FYI, I've narrowed down the leak to the JSON parsing (line 119 here). I'm going to take a look and see if this can be improved.

bzier commented 3 years ago

Turns out the JSON object just needed to be marked to be freed. It is a one-line fix. I have run the emulator for 10+ minutes again, with negligible increase in memory utilization.

Since this change is in the input plugin, I will need to apply the fix there, and then update this repo with the new plugin version. Unfortunately, right now this repository is a bit of a mess. I need to update a couple branches and get some PRs merged. The latest input plugin has changes to support multiple controllers, which I've handled in a branch. I'm not sure when I'll get these things aligned, but I will at least update this issue with the link to the input plugin fix once it is done.

roclark commented 3 years ago

Awesome work @bzier, that's great! I see the pull request has already been accepted. I will play around with that locally and test how things go. I'd be happy to help with some updates if you need it to. Thanks again!

bzier commented 3 years ago

You're welcome. Thanks for pointing this out. I have had trouble with my training agents crashing on occasion, and I've never taken the time to figure out why, since it was infrequent and easily restarted/continued. I am suspecting that this memory leak was likely the cause, so I'm excited to have it addressed.

Theoretically, you should just be able to update the Dockerfile with the sha of the latest input plugin commit: 0a1432035e2884576671ef9777a2047dc6c717a2, and then rebuild the docker image. Depending on which branch you're based on, this may or may not just work. Let me know if you have trouble with it.

As far as updating things go, I think I just need to take an afternoon and finally do it. I've just been putting it off for a long time and need to take the time to deal with it.
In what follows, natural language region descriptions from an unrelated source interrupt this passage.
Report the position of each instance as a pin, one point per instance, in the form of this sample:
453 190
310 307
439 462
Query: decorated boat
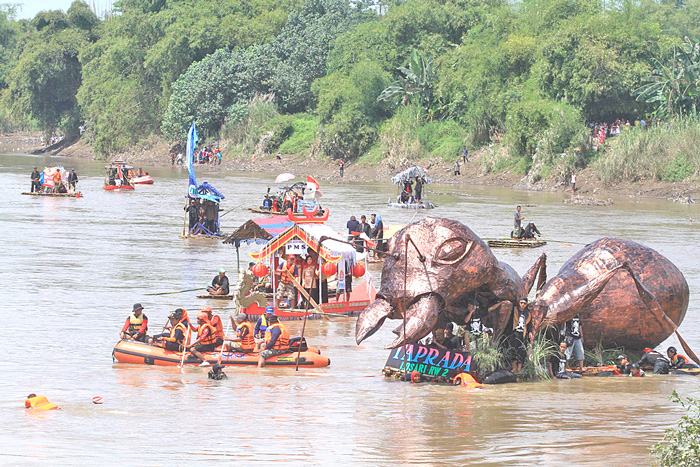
340 271
117 176
506 242
202 203
140 353
143 180
407 198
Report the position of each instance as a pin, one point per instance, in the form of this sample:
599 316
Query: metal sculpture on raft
628 294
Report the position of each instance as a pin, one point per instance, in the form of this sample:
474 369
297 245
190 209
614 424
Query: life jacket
289 266
218 326
135 323
173 338
283 339
211 337
39 403
248 341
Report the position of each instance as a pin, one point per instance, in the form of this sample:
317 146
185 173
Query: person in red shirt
135 326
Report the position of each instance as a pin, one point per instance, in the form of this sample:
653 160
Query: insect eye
452 250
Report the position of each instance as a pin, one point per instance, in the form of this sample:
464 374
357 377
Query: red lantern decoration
260 270
328 269
358 270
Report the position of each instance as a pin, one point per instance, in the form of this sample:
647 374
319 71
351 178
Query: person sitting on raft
244 341
276 340
677 360
636 371
529 231
261 326
558 366
656 361
174 339
214 320
219 285
206 339
135 326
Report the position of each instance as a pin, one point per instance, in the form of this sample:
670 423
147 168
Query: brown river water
72 269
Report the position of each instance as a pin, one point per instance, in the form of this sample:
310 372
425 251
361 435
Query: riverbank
157 154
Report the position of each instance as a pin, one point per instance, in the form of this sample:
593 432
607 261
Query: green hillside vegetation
374 82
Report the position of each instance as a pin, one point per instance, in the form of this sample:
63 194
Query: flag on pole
192 140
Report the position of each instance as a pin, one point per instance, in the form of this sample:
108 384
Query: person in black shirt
653 359
219 285
36 186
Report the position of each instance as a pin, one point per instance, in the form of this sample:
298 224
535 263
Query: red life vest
283 339
248 341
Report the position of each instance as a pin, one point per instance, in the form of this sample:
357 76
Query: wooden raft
514 243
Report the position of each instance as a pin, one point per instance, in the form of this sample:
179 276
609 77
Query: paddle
223 343
184 350
559 241
177 291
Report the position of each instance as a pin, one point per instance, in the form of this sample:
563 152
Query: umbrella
284 177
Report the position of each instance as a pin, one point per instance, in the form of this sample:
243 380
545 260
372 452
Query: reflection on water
73 268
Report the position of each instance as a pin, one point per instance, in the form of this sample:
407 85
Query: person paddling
136 325
276 340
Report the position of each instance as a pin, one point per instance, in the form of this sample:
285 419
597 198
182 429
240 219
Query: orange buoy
466 380
39 403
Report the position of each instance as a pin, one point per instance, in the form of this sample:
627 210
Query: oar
223 343
559 241
184 349
177 291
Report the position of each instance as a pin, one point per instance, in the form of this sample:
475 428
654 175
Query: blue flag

I appreciate the offer for help, and I'll let you know if there's anything you can do.

roclark commented 3 years ago

Just pulled that hash into my Dockerfile and rebuilt and my mupen64plus memory has stayed relatively constant in a new training session, so I'd say this solves my issue! Thanks again for the great work! 😃

I certainly know the feeling about putting it off - I'm certainly guilty of that on a number of occasions with some of my personal projects.